# Temporal stability of multimode coherent states

For the standard quantum harmonic oscillator, the coherent states $$\{|\alpha\rangle, \alpha\in \mathbb{C}\}$$ are temporally stable. That is, $$e^{-iH t}|\alpha\rangle = |e^{-i t} \alpha\rangle,$$ up to phase, where $$H$$ is the Hamiltonian for the standard QHO. (See, e.g., Sec 3.3.4 of Coherent States in Quantum Physics by Gazeau.)

For a system of $$k$$ coupled QHOs, the state space is spanned by the multimode coherent states $$|\vec{\alpha}\rangle = |\alpha_1, \dots, \alpha_k\rangle = |\alpha_1\rangle\cdots|\alpha_k\rangle,$$ where $$\vec{\alpha} = (\alpha_1, \dots, \alpha_k)\in \mathbb{C}^k$$. If the oscillators are uncoupled, then these multimode coherent states are again temporally stable, simply by considering the systems independently.

I was wondering whether the following is true: If the oscillators are coupled with Hamiltonian $$H$$, are the multimode coherent states again temporally stable, in the sense that there is some (necessarily unitary, see below) $$U(t)\in \mathbb{C}^{k\times k}$$ such that (up to phase) $$e^{-iH t}|\vec{\alpha}\rangle = |U(t) \vec{\alpha}\rangle ?$$

I'm new to QM, so maybe this is an easy exercise and I apologize in advance if it is trivial. Any references would be appreciated.

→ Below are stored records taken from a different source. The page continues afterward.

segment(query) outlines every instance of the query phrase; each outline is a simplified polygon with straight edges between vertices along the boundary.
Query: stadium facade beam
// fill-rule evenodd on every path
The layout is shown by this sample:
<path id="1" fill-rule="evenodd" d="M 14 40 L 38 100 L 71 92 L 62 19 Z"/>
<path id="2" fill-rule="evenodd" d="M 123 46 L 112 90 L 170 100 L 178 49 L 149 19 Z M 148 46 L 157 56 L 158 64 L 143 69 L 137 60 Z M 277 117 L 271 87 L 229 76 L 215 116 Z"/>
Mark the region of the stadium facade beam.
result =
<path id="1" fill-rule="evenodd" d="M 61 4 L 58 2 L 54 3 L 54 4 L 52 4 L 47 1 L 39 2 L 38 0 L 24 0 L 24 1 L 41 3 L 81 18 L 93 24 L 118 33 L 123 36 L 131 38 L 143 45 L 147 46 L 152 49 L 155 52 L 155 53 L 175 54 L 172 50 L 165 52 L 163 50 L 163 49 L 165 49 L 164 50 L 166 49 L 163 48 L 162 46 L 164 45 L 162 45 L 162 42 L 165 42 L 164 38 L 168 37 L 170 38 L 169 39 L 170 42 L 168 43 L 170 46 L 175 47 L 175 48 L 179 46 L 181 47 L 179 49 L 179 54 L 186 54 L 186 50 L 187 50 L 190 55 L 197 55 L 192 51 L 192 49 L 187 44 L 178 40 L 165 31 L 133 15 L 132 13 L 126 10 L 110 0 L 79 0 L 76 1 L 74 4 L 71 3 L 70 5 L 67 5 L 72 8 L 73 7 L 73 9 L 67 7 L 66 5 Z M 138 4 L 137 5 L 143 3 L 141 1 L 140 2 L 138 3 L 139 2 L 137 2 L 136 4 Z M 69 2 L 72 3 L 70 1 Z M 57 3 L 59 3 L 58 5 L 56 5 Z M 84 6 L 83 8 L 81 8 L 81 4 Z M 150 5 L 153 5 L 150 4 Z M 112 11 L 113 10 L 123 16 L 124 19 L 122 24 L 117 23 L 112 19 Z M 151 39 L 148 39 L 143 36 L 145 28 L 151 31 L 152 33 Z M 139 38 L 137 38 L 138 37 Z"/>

If not true for a system of coupled QHOs, is there some natural system/Hamiltonian for which this is indeed true?

=====

Note the matrix $$U(t)$$ is necessarily unitary. To see why, assume the multimode states are temporally stable, and let $$|\vec{\alpha}'\rangle = e^{-iH t}|\vec{\alpha}\rangle$$ and $$|\vec{\beta}'\rangle = e^{-iH t}|\vec{\beta}\rangle$$, both up to phase, then

$$e^{-|\vec{\alpha}'-\vec{\beta}'|^2}=|\langle \vec{\alpha}'|\vec{\beta}'\rangle|=|\langle \vec{\alpha}|\vec{\beta}\rangle|=e^{-|\vec{\alpha}-\vec{\beta}|^2}.$$

So, the map $$\vec{\alpha}\to \vec{\alpha}'$$ is an isometry on $$\mathbb{C}^k$$.

=====

Editing to add: After some thought, it seems that multimode coherent states are stable (in the sense noted above) if (and only if) we are dealing with a Hamiltonian of the form: $$H = \sum_{i,j} A_{i,j} \hat{a}_i^{\dagger}\hat{a}_j + c,$$ where $$c$$ is a constant, and $$(A_{ij})\subset\mathbb{C}$$ are such that $$A_{ij}=A_{ji}^*$$ for $$1\leq i,j\leq k$$. Here, $$\hat{a}_i$$ and $$\hat{a}_i^{\dagger}$$ denote the annihilation and creation operators on the $$i$$th factor of the state space.

Clearly decoupled QHOs have a Hamiltonian of this form. However, I think that Hamiltonians that are quadratic in the ladder operators seem to fall under the umbrella of so-called Andersen Hamiltonians (see, e.g., here) or quadratic Fermionic Hamiltonians. This is the first I've heard of them. I'll try following this up on my own, but if anyone has any simple explanation of their relevance, I'd be appreciative.

My approach to see why this is the case is as follows: The $$U(t)$$ noted above must be a unitary semigroup, so of the form $$U(t) = e^{i t A}$$ for some Hermitian $$A\in \mathbb{C}^{k\times k}$$. Similarly, any phase factor out front must be of the form $$e^{i t \theta}$$. So, you write $$e^{-i t H}|\vec{\alpha}\rangle = e^{i t \theta} | e^{i t A}\vec{\alpha}\rangle$$ for a multimode coherent state $$|\vec{\alpha}\rangle$$. When you differentiate both sides with respect to $$t$$ and set $$t=0$$, you reach the desired conclusion after using the various properties involving ladder operators and coherent states.

The disclaimer is that I didn't work out all the details carefully, but I believe it is correct.